Merge on decode: Preceder keys override footer base[i] keys on conflict. Footer-only keys (e.g., auto-populated _reserved_.tensor with ndim, shape, strides, dtype) are preserved. The consumer sees a unified GlobalMetadata.base — the preceder/footer distinction is transparent.

Postamble (16 bytes)

The postamble sits at the very end of every message.

Offset  Size    Field
──────  ──────  ─────────────────────────────────
0       8       first_footer_offset (uint64 BE)
8       8       End magic: "39277777" (ASCII)

first_footer_offset is the byte offset (from the start of the message) to the first footer frame. This is never zero:

  • If footer frames exist, it points to the start of the first one (e.g., the Footer Hash Frame).
  • If no footer frames exist, it points to the postamble itself.

This guarantee means a reader can always distinguish “no footer frames” from “footer at offset 0” without ambiguity.

The end magic 39277777 was chosen because it is unlikely to appear naturally in floating-point or integer data, making it useful as a corruption boundary detector.

Random Access Patterns

With a header index (most common)

When a message was written in non-streaming mode, the index is in the header. This is the fastest path — no seeking to the end required.

1. Read preamble (24 B) → check flags
2. Read header metadata frame → global context
3. Read header index frame → offsets[], lengths[]
4. Seek to offsets[N], read data object frame → decode

When a message was written in streaming mode, the encoder did not know the object count or offsets up front. The index lives in the footer.

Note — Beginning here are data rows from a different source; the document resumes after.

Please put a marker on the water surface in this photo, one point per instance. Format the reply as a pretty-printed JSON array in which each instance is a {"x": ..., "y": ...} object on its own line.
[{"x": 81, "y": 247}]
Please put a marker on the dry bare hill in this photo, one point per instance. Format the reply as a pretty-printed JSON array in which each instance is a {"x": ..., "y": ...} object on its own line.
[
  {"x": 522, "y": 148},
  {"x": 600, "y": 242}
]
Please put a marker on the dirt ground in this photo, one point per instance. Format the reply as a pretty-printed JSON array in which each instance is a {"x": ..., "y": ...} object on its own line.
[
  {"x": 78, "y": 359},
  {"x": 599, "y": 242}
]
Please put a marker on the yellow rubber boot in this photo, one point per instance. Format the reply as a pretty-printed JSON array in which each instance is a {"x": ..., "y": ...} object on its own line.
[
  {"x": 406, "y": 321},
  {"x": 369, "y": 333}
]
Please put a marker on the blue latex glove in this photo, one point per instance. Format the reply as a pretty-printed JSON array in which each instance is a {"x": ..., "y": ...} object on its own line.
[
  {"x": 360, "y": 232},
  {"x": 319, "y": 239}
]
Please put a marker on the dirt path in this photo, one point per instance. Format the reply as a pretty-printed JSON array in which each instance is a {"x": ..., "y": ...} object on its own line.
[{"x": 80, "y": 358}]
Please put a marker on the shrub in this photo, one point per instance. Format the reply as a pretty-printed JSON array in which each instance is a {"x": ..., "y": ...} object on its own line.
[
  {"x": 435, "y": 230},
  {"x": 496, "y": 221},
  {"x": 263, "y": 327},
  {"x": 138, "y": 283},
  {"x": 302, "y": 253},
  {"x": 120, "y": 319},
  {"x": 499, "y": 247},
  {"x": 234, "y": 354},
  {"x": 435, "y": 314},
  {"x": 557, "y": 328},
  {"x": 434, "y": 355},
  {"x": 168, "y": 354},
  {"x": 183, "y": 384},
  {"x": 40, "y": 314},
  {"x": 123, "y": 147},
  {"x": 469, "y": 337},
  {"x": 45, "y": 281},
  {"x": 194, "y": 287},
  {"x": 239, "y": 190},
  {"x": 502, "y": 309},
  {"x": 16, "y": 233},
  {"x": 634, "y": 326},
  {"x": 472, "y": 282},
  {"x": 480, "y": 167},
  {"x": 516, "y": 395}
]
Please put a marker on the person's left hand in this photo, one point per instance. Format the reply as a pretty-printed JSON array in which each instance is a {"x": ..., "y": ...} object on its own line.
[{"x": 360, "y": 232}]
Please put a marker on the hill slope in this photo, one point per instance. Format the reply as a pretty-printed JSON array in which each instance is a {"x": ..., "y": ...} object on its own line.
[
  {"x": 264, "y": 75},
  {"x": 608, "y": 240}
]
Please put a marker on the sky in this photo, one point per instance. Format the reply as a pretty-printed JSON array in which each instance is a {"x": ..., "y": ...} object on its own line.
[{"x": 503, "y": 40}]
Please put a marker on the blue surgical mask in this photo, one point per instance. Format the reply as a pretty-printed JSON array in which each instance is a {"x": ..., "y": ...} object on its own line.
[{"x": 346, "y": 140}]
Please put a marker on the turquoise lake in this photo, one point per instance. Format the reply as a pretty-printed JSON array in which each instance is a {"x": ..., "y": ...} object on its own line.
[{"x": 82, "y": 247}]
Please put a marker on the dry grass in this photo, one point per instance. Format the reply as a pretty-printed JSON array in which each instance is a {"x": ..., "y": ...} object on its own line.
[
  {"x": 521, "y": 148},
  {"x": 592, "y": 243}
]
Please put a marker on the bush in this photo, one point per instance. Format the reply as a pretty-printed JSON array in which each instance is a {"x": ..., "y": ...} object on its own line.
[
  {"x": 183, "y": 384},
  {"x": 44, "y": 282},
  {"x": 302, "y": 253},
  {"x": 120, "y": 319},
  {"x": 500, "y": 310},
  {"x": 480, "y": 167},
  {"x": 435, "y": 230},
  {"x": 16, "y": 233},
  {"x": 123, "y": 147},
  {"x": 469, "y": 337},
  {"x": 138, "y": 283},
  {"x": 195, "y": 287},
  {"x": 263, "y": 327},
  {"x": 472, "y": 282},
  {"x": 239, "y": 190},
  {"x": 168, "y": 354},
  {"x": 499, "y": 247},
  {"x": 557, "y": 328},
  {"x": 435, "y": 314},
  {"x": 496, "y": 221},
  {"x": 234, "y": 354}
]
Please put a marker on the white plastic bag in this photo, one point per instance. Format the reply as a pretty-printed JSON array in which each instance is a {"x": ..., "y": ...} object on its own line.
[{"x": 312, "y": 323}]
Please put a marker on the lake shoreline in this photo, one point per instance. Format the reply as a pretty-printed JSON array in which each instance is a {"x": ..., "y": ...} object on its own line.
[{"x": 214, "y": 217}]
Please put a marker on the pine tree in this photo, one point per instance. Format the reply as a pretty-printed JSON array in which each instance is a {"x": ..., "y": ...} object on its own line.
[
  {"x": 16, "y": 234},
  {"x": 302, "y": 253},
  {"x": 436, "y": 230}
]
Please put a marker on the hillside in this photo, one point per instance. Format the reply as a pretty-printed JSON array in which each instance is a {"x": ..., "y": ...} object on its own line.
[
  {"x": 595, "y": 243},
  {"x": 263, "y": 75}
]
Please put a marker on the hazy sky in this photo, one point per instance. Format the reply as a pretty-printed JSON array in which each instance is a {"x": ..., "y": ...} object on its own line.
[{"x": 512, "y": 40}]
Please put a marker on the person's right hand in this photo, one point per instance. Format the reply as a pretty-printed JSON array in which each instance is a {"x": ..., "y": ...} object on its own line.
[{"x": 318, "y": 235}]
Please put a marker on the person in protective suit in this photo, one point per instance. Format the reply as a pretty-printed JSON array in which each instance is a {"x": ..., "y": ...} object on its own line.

1. Seek to end − 24, read postamble → first_footer_offset
2. Seek to first_footer_offset, scan footer frames → find index
3. Read footer index frame → offsets[], lengths[]
4. Seek to offsets[N], read data object frame → decode

Both paths give O(1) access to any data object by index. The object count is derived from offsets.len().

Scanning a Multi-Message File

Multiple messages can be concatenated into a single .tgm file. To find message boundaries:

  1. Scan forward for the TENSOGRM magic (8 bytes).
  2. Read total_length from the preamble.
    • If total_length is non-zero, advance by that many bytes to reach the next message.
    • If total_length is zero (streaming mode), use the header index frame length if present.
  3. If neither total length nor header index is available, walk frame-by-frame — each frame header contains a length field — until the next TENSOGRM magic or EOF.
  4. Verify the 39277777 end magic at the expected position to confirm message integrity.
flowchart TD
    A[Start of file] --> B{Find TENSOGRM?}
    B -- No --> Z[End of scan]
    B -- Yes --> C[Read total_length at +16]
    C --> D{total_length > 0?}
    D -- Yes --> E[Advance to offset + total_length]
    D -- No --> F[Walk frame-by-frame to next magic]
    E --> G[Verify 39277777 end magic]
    F --> G
    G -- Valid --> H[Record message]
    H --> B
    G -- Invalid --> I[Skip 1 byte, resume scan]
    I --> B

If the end magic does not match, the message is likely corrupt. The scanner skips one byte and resumes searching — this is the corruption recovery path.

A Note on CBOR

Frames that contain CBOR data (metadata, index, hash) use length-prefixed CBOR encoding — there are no explicit start/end markers within the CBOR stream itself. The CBOR decoder reads the first byte to determine the data type and item count, then consumes exactly that many bytes. The frame boundaries (FRENDF) provide the outer containment.

All CBOR maps use deterministic encoding with canonical key ordering (RFC 8949 section 4.2). See CBOR Metadata for details.